On Monday, Cisco and Piriform – the Avast-owned company behind the popular CCleaner utility – announced that certain versions of the software have been backdoored by hackers.

CCleaner backdoor incident

A blog post by security outfit Morphisec later revealed they were the ones who first notified Avast of the problem.

The timeline of the incident and Avast’s response to it is as follows:

  • August 15: Malicious CCleaner (v5.33.6162) made available for download from Piriform’s servers
  • August 24: Malicious CCleaner Cloud (v1.07.3191) made available for download from Piriform’s servers
  • September 11: Morphisec researchers flag the malware after analyzing the logs of some of its products installed at customer sites
  • September 12: Morphisec notifies Avast, Avast releases a clean version of CCleaner (5.33.6163), pushing it out as a lightweight automatic update to CCleaner users where it was possible, and started notifying the remaining users to upgrade to the latest version of the product ASAP
  • September 13: Cisco discovers the malware (also via customer log analysis) and notifies Avast
  • September 15: Avast and law enforcement take down the backdoor’s C&C server. Around the same time, Cisco registered the malware’s secondary DGA domains. As Avast noted in an update today, “the threat was effectively eliminated as the attacker lost the ability to deliver the payload.”
  • September 18: Piriform makes the announcement about the compromise, Cisco Talos releases a blog post detailing the threat, later that day Morphisec releases a short write-up about it.

What we know about the compromise?

In today’s update on the situation, Avast CEO Vince Steckler and CTO Ondrej Vlcek said that the hackers were likely already in the process of hacking into the Piriform servers as Avast was putting everything in place to complete the acquisition of Piriform (in July 2017).

“The compromise may have started on July 3rd. The server was provisioned earlier in 2017 and the SSL certificate for the respective https communication had a timestamp of July 3, 2017. We strongly suspect that Piriform was being targeted while they were operating as a standalone company, prior to the Avast acquisition,” they noted.

Michael Gorelik, VP R&D at Morphisec, explained that, after analyzing the malware, they found that the TLS initialization of callback functions was probably altered by a modification of the visual studio runtime file.

“Such modifications can be done by someone with access to the machine that compiles the code. This makes the code injection very useful and stealth. Moreover, this code is executed before any of the original CCleaner code is executed and the executable is automatically signed by the build machine,” he added.

But how did the attackers managed to compromise this server and this machine? Avast is still not ready to share. As a temporary precaution, they migrated the Piriform build environment to the Avast infrastructure, and are in the process of moving the entire Piriform staff onto the Avast internal IT system.

Advice for affected users

Steckler and Vlcek reiterated that 2.27 million users were affected by the compromise, and that since the compromise discovery, that number has come down to 730,000 (those still using the affected v5.33.6162).

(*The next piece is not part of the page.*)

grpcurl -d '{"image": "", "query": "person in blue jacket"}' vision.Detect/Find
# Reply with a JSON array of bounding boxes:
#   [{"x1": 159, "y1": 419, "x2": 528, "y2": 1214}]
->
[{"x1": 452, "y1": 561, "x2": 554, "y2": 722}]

“These users should upgrade even though they are not at risk as the malware has been disabled on the server side,” they advised.

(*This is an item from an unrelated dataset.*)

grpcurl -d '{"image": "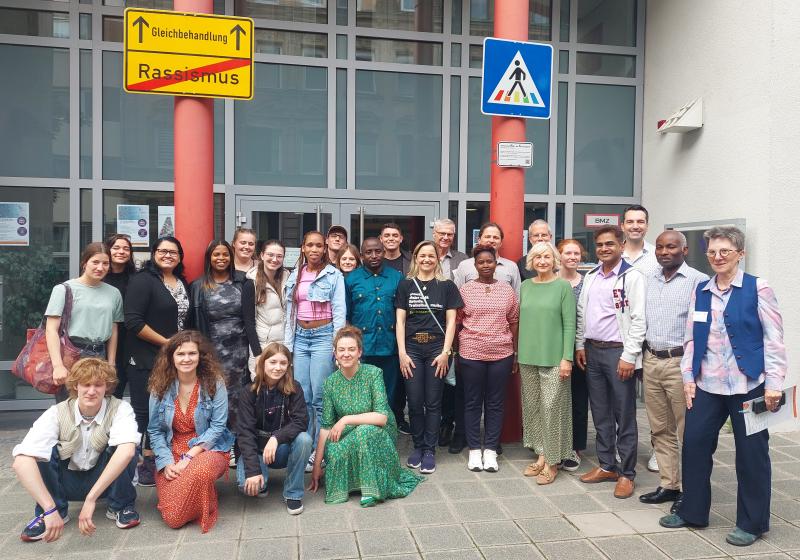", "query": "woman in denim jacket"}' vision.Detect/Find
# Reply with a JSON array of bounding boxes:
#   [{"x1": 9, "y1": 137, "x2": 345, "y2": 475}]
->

Previously, Cisco has advised compromised users to restore their systems to a state before August 15, 2017 or reinstall them, but Steckler and Vlcek disagree.

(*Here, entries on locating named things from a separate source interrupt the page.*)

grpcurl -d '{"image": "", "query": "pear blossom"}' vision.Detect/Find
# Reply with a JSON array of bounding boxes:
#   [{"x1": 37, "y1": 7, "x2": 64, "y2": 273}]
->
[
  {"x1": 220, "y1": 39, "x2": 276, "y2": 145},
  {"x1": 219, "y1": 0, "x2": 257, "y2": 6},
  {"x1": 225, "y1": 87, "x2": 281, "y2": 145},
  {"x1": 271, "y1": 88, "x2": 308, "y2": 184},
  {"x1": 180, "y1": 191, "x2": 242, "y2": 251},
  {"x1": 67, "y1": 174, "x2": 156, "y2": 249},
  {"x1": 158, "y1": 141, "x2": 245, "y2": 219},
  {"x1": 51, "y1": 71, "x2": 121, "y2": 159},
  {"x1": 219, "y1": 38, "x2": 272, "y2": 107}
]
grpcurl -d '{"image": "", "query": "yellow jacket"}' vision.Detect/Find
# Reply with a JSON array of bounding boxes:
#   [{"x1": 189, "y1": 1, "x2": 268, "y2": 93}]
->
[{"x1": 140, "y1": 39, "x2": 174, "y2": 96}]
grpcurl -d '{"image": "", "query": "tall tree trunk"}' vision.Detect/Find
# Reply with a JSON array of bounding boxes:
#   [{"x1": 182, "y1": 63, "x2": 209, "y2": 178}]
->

“About 30% of CCleaner users also run Avast security software, which enables us to analyze behavioral, traffic and file/registry data from those machines. Based on the analysis of this data, we believe that the second stage payload never activated, i.e. the only malicious code present on customer machines was the one embedded in the ccleaner.exe binary,” they explained.

“Therefore, we consider restoring the affected machines to the pre-August 15 state unnecessary. Customers are advised to update to the latest version of CCleaner, which will remove the backdoor code from their systems. As of now, CCleaner 5.33 users are receiving a notification advising them to perform the update.”